Until two years ago, if you had walked down to the shore of Maquoit Bay at low tide, you would have seen a meadow of eelgrass stretching nearly as far as the eye could see across the exposed seafloor. Here near the head of the bay, the sea grass stretched for two miles to the opposite shore, creating a vast nursery for the shellfish and forage species of Casco Bay, of which Maquoit is a part.
Now there’s only mud.
Green crabs took over the bay in the late fall of 2012 and the spring and summer of 2013, tearing up the eelgrass in their pursuit of prey and devouring almost every clam and mussel from here to Yarmouth. Fueled by record high water temperatures in 2012 and a mild winter in 2013, the green crab population grew so huge that the mudflats of Casco Bay became cratered with their burrowing, and much of the Maquoit and adjacent Middle Bay bottom turned into a lunar landscape.

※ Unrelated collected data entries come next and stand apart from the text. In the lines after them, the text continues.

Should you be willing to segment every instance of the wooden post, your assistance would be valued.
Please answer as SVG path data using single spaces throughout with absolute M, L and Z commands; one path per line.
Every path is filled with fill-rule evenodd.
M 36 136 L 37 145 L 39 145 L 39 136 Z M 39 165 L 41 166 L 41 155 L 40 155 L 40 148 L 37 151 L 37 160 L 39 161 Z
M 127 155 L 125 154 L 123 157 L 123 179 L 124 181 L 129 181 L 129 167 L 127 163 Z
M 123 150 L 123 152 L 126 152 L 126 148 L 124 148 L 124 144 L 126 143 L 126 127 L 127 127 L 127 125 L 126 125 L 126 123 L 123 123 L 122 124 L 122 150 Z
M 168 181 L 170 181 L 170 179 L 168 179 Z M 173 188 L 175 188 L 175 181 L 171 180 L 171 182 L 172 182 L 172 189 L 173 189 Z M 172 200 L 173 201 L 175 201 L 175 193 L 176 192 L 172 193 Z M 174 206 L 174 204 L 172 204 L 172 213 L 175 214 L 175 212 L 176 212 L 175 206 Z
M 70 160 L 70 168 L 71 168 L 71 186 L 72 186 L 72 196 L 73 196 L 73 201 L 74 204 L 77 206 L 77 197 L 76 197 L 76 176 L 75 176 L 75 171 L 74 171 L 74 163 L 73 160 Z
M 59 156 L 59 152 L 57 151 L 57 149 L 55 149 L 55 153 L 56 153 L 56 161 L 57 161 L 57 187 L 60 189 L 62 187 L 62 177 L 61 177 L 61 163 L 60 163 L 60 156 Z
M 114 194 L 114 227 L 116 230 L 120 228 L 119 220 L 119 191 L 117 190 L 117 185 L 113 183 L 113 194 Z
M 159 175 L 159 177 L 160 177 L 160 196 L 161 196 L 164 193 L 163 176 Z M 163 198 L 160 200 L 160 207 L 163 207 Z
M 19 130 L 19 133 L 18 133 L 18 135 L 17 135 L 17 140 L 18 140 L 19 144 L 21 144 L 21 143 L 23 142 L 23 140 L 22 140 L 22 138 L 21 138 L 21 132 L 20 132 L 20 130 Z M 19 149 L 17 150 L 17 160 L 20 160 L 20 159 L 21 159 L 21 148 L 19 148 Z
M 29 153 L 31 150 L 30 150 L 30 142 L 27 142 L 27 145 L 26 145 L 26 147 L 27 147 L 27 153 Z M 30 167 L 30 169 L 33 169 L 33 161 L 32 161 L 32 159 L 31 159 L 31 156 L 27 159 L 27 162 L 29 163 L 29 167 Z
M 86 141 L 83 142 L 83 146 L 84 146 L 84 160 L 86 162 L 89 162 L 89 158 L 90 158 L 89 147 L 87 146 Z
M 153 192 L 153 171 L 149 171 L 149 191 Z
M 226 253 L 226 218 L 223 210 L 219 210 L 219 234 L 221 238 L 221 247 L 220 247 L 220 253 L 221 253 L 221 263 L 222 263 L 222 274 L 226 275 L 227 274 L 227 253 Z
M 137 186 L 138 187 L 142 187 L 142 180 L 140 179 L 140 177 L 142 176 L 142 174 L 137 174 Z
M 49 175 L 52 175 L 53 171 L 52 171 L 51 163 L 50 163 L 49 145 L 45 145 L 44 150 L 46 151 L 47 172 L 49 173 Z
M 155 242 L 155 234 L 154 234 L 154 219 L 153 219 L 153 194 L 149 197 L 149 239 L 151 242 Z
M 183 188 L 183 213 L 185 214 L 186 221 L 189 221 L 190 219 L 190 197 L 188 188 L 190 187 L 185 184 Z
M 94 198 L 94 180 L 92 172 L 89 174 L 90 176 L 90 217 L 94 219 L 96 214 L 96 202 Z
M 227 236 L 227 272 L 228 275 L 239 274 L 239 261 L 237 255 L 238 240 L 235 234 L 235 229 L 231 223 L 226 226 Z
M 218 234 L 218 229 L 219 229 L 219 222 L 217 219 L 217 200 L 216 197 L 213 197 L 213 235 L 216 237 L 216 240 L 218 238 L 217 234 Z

Eelgrass coverage in Maquoit Bay fell by 83 percent. With nothing rooted to the bottom, the seawater turned far muddier, making life hard on any plants or baby clams that tried to recolonize the bay.
“We were astounded,” says Hilary Neckles of the U.S. Geological Survey’s Patuxent Wildlife Research Center, who linked the destruction to the green crabs. “The ecological ramifications really reverberate throughout the ecosystem, because sea grass is the preferred habitat of so many fish and shellfish species.”